Jeff Patzlaff, planejador financeiro CFP e especialista em investimentos
Com a Selic em um patamar histórico de 15%, os ativos pós‑fixados atrelados ao CDI/Selic são os mais seguros e líquidos do mercado, ideais para reserva de emergência ou oportunidades, pois oferecem disponibilidade diária com rendimento robusto.
Já, títulos atrelados a inflação, embora as taxas tenham recuado, ainda oferecem proteção real contra a inflação, com a inflação resistente em 2025 e juros permanentes no teto, são boas para objetivos de médio e longo prazo.
Em relação aos títulos prefixados, o investidor deve tomar cuidado com a marcação a mercado que é mais volátil. Com a janela de oportunidade entre juros futuros e expectativas de queda, estes títulos podem oferecer ganho se mantidos até o vencimento. Mas é prudente ter cautela, escolher prazos curto-médio, evitando exposição prolongada a volatilidade.
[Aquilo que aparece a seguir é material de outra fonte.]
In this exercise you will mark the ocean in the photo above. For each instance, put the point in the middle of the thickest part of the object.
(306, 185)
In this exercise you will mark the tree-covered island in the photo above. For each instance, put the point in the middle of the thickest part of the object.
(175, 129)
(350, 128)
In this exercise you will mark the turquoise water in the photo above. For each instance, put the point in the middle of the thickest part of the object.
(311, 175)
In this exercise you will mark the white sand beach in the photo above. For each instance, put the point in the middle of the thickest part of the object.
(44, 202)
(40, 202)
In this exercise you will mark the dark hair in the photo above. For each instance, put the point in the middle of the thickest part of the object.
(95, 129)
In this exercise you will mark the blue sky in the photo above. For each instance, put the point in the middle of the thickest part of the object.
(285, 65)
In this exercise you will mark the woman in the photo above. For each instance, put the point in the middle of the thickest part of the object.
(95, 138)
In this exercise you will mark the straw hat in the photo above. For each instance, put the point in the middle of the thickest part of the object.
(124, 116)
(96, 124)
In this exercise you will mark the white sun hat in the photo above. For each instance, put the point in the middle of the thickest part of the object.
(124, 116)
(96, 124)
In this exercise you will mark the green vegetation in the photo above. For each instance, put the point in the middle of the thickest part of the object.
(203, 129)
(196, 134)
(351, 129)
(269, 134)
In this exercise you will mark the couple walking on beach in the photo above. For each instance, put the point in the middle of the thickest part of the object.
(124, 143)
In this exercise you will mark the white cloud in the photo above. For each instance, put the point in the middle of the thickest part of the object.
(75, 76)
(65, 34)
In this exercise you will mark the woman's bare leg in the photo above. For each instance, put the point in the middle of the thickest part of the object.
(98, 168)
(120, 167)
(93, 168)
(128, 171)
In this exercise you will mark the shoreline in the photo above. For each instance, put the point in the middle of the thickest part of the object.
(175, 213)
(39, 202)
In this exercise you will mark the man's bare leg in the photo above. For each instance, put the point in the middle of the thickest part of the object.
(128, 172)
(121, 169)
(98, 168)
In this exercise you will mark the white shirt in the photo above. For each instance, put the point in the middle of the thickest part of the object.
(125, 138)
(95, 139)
Já falando de crédito privado, é importante continuar acompanhando o desdobrar da MP, que pode estabelecer o fim da isenção em alguns títulos, mas eles ainda são interessantes. Por enquanto, o investidor deve procurar instituições sólidas, ou seja, bons emissores, com taxa acima do CDI, considerando isenção e liquidez.
Revise semestralmente a carteira, especialmente após Copom e fique de olho no cenário macro, rebalance caso inflação, Selic ou expectativas mudem, migrando entre Selic, prefixado e IPCA+ conforme cenário, e considere imposto de renda e liquidez para evitar resgates antes do vencimento que exponham a perdas.